I was thinking there were plenty of other things he could’ve done, but then I had very strong prejudices in this matter.
I said, “Yeah, well, we cross-indexed all the documents the CIA supposedly got from your vaults. When we found a few only Martin had seen, it all fell into place.”
“Oh, that’s very clever, Drummond. Poor Milt. You’re probably wondering how we recruited him. Back when he was a college student majoring in Russian studies, he visited here with a student group. It was the sixties, when so many of your young people were disenchanted by Vietnam, and Milt was very vocal about the rottenness of your country. We barely had to recruit him. Fate plays funny tricks, yes? Who could’ve imagined that his college roommate would go on to become President? The only use I ever saw for Milt was writing a few books and articles that were damaging for your CIA and foreign policy. We made a trade. I provided him the information and he became famous as a writer.”

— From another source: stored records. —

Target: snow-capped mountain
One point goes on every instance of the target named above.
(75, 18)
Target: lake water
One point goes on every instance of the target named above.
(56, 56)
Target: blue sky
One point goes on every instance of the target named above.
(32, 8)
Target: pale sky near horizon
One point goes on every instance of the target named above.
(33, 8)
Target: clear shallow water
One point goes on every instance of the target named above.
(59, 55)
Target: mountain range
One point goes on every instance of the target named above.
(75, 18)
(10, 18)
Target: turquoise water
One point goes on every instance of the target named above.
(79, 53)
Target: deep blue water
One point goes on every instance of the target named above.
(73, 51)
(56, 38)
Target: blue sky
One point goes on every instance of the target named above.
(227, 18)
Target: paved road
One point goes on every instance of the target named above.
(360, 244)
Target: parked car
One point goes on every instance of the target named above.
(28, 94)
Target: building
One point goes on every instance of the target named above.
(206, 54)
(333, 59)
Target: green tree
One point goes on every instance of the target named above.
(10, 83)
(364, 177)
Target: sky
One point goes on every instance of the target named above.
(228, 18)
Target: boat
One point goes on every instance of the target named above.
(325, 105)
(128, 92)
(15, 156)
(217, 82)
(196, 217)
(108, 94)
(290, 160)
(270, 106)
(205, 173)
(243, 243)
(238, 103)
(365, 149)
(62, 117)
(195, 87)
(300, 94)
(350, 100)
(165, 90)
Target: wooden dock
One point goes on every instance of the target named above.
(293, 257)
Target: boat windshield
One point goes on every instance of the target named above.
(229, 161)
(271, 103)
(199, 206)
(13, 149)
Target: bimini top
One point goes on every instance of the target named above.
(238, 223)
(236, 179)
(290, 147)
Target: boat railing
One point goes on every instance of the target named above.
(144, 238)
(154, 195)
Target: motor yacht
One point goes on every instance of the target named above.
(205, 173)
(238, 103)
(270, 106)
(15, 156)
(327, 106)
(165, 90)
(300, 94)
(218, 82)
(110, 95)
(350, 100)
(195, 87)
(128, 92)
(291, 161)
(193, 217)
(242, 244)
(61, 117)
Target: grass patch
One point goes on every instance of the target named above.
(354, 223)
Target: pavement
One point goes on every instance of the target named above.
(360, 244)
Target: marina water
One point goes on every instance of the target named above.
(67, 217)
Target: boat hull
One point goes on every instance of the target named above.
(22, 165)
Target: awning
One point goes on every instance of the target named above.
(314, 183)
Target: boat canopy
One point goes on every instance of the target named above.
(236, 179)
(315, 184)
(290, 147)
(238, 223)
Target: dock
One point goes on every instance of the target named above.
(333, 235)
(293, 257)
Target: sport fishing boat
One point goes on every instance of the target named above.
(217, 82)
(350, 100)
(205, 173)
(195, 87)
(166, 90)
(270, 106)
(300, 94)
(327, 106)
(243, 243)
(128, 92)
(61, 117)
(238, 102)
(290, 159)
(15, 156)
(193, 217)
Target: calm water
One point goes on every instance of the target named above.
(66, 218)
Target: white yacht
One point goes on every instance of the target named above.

“Well, as we say in America, sometimes you fall into a pile of shit and find a brick of gold.”
He gave me a very unpleasant look, and Felix took a step toward me. “Metaphysically speaking,” I quickly added. “I mean, Martin was a really brilliant coup, wasn’t he?”
“Brilliant?” Viktor said. “Milt was a coward. He refused to do anything unless I shielded him. So I gave him the template for a cut-out. The day Morrison walked into his office he knew he’d found the perfect doppelganger. You remember, I hinted to you that Morrison brought this on himself. He was so ambitious, and so obsequious, he virtually volunteered himself.”